New scenario, new factors, new strategy
With a new scenario for startup funding comes the key question: what will be decisive for raising funding in the last quarter of 2022, compared to the rounds raised in the first half of the year?
For Penichet, the key in the first half is that the startups already had investors who knew them and were convinced seeing the evolution and growth. “In the second half, with the environment being more volatile, we will have to add to this a contained capital efficiency and valuation, as the valuations of scaleups and listed techs have gone down. This reduces future exit expectations,” says the Founding Partner of Draper B1.
Laucirica believes that the answer depends a lot on the stage and model of the company since the market has evolved differently across the various verticals. It also depends on the flexibility to adjust the narrative and the investment case to the environment. However, “the efficient use of capital will be a cross-cutting issue, as the availability of capital has changed significantly. More than ever, it is necessary to make a good case for what new milestones will unlock that capital and set out an efficient path to the scale needed to achieve profitability,” adds Laucirica.

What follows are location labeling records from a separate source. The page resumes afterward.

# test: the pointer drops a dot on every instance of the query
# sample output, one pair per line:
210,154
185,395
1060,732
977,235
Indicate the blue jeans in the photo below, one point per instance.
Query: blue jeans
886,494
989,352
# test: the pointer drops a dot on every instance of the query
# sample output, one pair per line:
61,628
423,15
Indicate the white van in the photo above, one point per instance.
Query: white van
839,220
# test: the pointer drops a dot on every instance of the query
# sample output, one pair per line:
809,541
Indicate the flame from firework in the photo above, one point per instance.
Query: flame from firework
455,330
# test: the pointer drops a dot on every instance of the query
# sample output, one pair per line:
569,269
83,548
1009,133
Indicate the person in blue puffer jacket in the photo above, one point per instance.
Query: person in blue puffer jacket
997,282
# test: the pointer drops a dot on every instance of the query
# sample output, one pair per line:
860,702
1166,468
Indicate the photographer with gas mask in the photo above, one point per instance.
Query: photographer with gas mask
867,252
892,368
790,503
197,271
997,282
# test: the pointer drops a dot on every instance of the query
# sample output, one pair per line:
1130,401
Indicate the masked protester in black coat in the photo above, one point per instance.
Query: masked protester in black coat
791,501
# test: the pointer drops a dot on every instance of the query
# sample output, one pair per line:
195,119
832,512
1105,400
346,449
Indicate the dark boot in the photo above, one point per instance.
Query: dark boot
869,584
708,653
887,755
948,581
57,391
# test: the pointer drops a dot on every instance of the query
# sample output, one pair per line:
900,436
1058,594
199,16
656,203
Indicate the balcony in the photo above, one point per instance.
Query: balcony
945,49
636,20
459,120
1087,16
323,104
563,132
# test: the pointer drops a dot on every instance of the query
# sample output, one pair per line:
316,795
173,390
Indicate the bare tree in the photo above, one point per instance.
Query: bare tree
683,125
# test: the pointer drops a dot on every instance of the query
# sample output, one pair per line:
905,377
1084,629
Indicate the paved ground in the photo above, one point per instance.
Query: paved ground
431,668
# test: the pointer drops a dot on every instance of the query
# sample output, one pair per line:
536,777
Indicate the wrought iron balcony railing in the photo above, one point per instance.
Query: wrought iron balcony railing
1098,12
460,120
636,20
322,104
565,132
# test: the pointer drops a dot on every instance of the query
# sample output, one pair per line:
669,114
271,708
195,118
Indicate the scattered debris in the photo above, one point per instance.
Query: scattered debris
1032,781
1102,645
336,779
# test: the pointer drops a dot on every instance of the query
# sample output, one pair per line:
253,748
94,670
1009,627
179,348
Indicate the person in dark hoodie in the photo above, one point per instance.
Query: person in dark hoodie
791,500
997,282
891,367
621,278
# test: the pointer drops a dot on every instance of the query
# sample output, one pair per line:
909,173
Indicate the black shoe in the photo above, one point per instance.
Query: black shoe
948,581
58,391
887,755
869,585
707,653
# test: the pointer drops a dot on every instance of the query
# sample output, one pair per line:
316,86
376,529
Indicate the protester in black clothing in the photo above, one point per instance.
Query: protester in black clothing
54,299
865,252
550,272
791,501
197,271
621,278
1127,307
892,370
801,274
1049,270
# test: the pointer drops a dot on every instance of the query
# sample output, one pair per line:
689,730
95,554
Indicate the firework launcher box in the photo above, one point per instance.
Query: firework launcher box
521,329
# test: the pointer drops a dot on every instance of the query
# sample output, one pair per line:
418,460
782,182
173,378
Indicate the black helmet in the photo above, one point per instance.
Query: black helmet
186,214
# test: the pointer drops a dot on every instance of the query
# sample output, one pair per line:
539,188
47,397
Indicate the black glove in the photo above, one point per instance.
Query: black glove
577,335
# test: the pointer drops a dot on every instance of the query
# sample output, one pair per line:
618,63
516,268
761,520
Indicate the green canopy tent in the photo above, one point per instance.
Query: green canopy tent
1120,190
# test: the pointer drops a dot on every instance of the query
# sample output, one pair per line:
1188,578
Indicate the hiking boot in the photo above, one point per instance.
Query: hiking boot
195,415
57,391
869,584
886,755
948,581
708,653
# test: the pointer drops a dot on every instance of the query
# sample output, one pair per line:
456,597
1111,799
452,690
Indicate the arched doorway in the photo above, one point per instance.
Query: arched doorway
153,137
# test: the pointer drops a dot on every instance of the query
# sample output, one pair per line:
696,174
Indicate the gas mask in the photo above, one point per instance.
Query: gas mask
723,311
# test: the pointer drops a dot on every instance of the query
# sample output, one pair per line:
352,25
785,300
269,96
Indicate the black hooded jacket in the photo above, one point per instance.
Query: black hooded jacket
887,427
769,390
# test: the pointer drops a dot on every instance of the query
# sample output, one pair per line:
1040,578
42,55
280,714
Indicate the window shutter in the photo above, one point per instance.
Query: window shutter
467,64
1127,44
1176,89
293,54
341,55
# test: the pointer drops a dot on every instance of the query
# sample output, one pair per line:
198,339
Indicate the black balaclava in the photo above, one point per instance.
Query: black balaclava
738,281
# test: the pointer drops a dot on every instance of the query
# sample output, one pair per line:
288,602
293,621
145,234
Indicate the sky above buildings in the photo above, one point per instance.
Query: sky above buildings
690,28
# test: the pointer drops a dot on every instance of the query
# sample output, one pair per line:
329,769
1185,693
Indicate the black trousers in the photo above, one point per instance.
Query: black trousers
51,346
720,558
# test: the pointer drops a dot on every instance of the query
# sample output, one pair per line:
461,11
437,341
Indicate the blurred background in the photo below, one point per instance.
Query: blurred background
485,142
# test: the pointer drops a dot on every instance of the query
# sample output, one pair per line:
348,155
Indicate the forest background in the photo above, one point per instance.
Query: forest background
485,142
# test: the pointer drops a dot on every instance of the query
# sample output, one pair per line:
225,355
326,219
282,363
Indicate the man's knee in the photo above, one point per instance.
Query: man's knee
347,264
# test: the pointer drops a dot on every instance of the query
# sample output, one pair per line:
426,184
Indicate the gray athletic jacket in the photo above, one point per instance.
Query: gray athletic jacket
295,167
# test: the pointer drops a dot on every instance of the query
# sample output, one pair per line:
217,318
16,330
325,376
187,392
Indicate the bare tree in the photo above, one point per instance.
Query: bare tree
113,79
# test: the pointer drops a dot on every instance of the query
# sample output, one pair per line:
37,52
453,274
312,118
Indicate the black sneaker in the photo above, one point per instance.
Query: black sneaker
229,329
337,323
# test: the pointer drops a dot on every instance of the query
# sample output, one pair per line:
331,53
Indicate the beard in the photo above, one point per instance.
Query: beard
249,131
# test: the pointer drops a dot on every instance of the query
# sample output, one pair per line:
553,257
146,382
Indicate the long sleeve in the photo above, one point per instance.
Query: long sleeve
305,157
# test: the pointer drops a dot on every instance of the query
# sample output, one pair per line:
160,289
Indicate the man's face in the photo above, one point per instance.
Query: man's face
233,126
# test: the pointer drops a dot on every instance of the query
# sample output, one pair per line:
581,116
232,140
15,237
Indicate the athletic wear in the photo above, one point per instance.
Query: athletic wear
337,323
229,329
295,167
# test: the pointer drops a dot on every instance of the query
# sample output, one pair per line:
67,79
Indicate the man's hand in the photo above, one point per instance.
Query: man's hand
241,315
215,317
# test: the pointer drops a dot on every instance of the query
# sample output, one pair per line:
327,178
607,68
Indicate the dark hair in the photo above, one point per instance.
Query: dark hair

Pastor agrees that it may not have been as necessary for the first half of the year to have control over spending and optimize every euro spent by the startup as it is now. “In this second half, it is not only enough to have good metrics and maintain sustained growth in recent months, but it is also necessary to be very capital efficient,” he adds.
These new considerations mark a distance from the inflated rounds that were raised in recent years and that reality has left to unmask in their lack of foresight and the fact that they sacrificed profitability for growth in an unsustainable way. The efficiency to which the venture capital industry is devoted today is a natural consequence of the excesses of the past. Startups that emerge from this new investment paradigm will supposedly have healthier growth.